If good lab results come back, officials said they will then immediately send out crews to begin restoring water service to customers in the Northumberland Water system area. Workers were still delivering bottled water and flush water to those customers.

“I want to thank Nashville residents who were impacted by the loss of water pressure for their patience and cooperation this past week,” Mayor Karl Dean said. “Metro Water Services did an outstanding job to quickly return water pressure to the affected area and make the permanent repair to the pipe. Metro Fire, Metro Police, the Office of Emergency Management and Public Works also worked well together to make sure public safety was never compromised and that residents got the water they needed. I thank them and all their employees for their hard work.”
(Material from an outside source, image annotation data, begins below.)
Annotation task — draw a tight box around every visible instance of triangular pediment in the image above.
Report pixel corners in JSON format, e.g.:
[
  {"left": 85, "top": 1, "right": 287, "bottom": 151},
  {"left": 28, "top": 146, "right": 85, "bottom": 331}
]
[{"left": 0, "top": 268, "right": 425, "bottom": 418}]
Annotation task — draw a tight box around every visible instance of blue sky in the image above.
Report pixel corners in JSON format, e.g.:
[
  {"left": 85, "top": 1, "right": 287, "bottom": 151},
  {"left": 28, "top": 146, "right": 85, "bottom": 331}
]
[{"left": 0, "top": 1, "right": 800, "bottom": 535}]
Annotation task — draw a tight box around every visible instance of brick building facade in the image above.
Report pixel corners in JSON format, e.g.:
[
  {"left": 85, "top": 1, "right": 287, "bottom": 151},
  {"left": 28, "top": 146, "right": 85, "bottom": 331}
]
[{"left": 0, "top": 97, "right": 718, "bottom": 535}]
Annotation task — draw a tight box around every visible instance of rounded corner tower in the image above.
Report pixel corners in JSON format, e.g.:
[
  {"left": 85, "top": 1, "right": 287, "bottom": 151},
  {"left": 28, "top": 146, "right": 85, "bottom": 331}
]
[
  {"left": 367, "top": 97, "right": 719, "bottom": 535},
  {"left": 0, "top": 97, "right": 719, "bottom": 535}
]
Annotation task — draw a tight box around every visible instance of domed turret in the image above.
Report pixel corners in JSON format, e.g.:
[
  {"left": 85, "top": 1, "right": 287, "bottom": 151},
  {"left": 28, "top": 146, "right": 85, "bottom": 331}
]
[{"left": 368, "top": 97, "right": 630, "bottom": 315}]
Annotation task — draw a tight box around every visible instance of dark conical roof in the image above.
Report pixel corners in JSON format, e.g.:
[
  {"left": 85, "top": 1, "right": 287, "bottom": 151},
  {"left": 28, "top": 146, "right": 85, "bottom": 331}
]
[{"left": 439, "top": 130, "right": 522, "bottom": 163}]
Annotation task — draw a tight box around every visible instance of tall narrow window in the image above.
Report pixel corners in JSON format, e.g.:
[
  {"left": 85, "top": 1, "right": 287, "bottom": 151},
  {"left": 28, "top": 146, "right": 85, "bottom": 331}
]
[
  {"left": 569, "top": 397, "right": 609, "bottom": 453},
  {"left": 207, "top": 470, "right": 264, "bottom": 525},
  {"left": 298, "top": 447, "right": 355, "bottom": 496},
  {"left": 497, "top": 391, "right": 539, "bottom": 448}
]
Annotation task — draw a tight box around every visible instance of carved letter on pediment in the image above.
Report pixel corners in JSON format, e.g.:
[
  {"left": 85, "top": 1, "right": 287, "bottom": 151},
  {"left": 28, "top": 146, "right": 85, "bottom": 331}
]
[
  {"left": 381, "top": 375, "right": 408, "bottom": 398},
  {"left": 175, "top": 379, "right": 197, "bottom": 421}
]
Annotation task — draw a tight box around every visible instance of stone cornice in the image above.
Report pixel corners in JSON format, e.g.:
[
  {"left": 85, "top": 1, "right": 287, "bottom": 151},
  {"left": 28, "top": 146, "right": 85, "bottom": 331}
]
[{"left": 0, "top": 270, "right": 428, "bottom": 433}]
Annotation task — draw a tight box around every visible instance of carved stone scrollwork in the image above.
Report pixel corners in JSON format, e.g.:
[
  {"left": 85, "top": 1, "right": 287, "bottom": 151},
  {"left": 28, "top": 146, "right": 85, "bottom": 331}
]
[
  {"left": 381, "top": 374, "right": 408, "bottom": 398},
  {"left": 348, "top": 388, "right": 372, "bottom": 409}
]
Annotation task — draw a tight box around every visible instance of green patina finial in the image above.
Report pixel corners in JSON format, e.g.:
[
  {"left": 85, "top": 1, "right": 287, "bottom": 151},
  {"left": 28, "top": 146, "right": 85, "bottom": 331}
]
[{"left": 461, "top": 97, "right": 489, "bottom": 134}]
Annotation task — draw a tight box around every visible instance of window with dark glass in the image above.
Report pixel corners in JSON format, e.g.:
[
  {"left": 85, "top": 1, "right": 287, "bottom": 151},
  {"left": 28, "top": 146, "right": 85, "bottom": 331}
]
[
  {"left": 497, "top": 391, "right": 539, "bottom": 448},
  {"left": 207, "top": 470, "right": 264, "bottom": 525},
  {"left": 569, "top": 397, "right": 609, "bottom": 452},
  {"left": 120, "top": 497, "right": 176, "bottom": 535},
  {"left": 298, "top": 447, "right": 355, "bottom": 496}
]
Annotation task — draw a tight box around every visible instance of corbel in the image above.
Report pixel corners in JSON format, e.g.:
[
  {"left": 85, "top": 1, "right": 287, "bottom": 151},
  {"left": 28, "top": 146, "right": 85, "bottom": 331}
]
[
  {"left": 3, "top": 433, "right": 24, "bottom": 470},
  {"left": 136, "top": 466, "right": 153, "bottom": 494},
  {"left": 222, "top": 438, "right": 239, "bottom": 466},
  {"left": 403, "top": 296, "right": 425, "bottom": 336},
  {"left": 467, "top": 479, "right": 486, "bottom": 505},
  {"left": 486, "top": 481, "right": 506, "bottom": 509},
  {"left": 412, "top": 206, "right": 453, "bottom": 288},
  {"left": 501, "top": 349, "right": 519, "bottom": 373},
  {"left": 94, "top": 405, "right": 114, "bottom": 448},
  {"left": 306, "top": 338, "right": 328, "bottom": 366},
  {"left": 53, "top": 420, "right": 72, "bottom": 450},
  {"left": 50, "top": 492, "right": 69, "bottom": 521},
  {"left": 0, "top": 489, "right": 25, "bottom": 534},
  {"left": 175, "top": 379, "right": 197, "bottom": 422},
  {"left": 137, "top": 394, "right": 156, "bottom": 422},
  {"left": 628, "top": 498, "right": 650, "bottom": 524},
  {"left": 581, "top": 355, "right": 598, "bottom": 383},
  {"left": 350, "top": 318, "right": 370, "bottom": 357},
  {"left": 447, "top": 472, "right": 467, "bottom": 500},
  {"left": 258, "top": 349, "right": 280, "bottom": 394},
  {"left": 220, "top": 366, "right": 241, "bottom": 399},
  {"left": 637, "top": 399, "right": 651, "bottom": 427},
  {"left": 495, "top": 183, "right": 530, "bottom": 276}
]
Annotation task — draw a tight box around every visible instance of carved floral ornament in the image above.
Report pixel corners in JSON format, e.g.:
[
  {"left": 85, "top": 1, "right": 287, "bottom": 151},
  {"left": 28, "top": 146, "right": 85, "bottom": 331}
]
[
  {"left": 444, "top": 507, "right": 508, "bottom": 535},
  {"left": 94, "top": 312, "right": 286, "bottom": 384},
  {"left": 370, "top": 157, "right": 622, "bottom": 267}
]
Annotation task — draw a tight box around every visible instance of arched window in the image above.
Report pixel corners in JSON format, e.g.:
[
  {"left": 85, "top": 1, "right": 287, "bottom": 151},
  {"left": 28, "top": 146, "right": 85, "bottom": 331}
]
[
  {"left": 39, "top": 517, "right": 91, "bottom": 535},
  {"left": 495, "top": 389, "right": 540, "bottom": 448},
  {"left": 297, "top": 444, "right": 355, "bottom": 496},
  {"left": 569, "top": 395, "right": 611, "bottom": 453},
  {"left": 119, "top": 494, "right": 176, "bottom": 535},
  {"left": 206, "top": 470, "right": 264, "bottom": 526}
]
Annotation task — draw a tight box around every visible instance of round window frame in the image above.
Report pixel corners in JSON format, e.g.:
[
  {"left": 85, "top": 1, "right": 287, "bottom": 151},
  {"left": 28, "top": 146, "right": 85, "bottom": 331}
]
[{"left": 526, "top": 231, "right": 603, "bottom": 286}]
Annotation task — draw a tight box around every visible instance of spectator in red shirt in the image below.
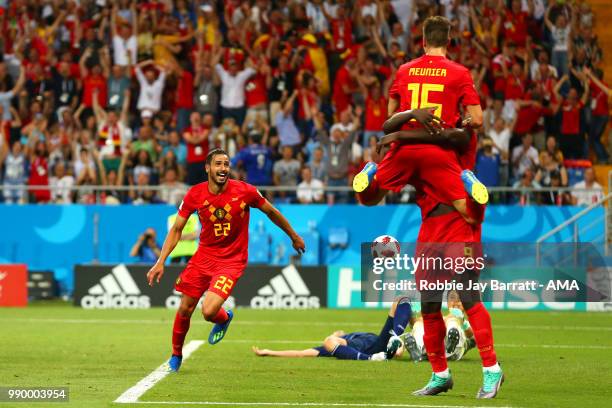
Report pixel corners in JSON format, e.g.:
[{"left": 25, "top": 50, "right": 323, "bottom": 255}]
[
  {"left": 297, "top": 72, "right": 319, "bottom": 139},
  {"left": 503, "top": 0, "right": 533, "bottom": 48},
  {"left": 504, "top": 61, "right": 528, "bottom": 101},
  {"left": 183, "top": 112, "right": 213, "bottom": 186},
  {"left": 583, "top": 68, "right": 612, "bottom": 163},
  {"left": 359, "top": 81, "right": 387, "bottom": 146},
  {"left": 331, "top": 5, "right": 353, "bottom": 53},
  {"left": 492, "top": 41, "right": 516, "bottom": 99},
  {"left": 79, "top": 48, "right": 110, "bottom": 108},
  {"left": 28, "top": 141, "right": 51, "bottom": 203},
  {"left": 332, "top": 51, "right": 357, "bottom": 115},
  {"left": 555, "top": 75, "right": 589, "bottom": 159},
  {"left": 242, "top": 55, "right": 273, "bottom": 132},
  {"left": 514, "top": 89, "right": 552, "bottom": 150},
  {"left": 173, "top": 62, "right": 193, "bottom": 132}
]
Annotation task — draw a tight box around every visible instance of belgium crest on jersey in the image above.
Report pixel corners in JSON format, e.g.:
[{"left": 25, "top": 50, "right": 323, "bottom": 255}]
[{"left": 215, "top": 208, "right": 226, "bottom": 220}]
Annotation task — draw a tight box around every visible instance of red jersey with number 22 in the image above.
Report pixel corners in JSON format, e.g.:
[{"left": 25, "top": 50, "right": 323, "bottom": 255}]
[
  {"left": 389, "top": 55, "right": 480, "bottom": 129},
  {"left": 178, "top": 179, "right": 265, "bottom": 264}
]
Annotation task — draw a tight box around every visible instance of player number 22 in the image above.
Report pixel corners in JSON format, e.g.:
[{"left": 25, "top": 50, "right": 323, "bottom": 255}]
[
  {"left": 408, "top": 83, "right": 444, "bottom": 118},
  {"left": 213, "top": 276, "right": 234, "bottom": 295},
  {"left": 215, "top": 222, "right": 231, "bottom": 237}
]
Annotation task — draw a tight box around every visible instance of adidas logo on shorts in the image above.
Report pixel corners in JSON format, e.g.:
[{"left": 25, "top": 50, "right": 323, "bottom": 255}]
[
  {"left": 81, "top": 264, "right": 151, "bottom": 309},
  {"left": 251, "top": 265, "right": 321, "bottom": 309}
]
Affected customers should open all indoor faucets and outdoor spigots in order to purge lines of air and any discolored water. They also advise to throw away the first batch of ice from icemakers, as well as run empty loads in dishwashers and washing machines.

For those affected, MWS staff said they will only return water service if customers are home. That is to make sure there will be no open faucets or fixtures on the property.

If you are not home when crews are in your neighborhood Tuesday, they will remain on standby so service can be restored as soon as possible. Customers who need to schedule an appointment may call (615)862-4600.

Metro Water Service crews located the break Wednesday morning in a 30-inch water main that connects Metro's pumping station at Thompson Lane to numerous other stations that serve Green Hills, Forest Hills, Oak Hill, and portions of Crieve Hall.

Approximately 15,000 customers had been experiencing low to no water pressure. A small number had no water at all.

Specific areas affected by the outage, included portions of Davidson County that are south of Interstate 440 and north of the Williamson County line, between Harding Pike and Highway 100, west of Interstate 65. Neighborhoods in the Crieve Hall area, east of I-65, were also impacted by the outage.

The broken pipe, located in a wooded area behind the Home Depot on Powell Avenue, is a pre-stressed concrete cylinder pipe (PCCP) that was installed in 1973 when I-65 was constructed.
On Friday, Harvat said crews completed building a third temporary pump, in hopes of maintaining water pressure throughout the city while the repair work continues.

Due to the break, city officials implemented a strict no-irrigation policy for some 15,000 customers in the Green Hills, Forest Hills, Oak Hill and portions of the Crieve Hall area.

Officials advised residents to maintain their winter-time usage plans in hopes of maintaining pressure and getting water to the most severely affected areas. As of Friday afternoon, some of the higher elevated areas, including Northumberland, were still having difficulties getting water.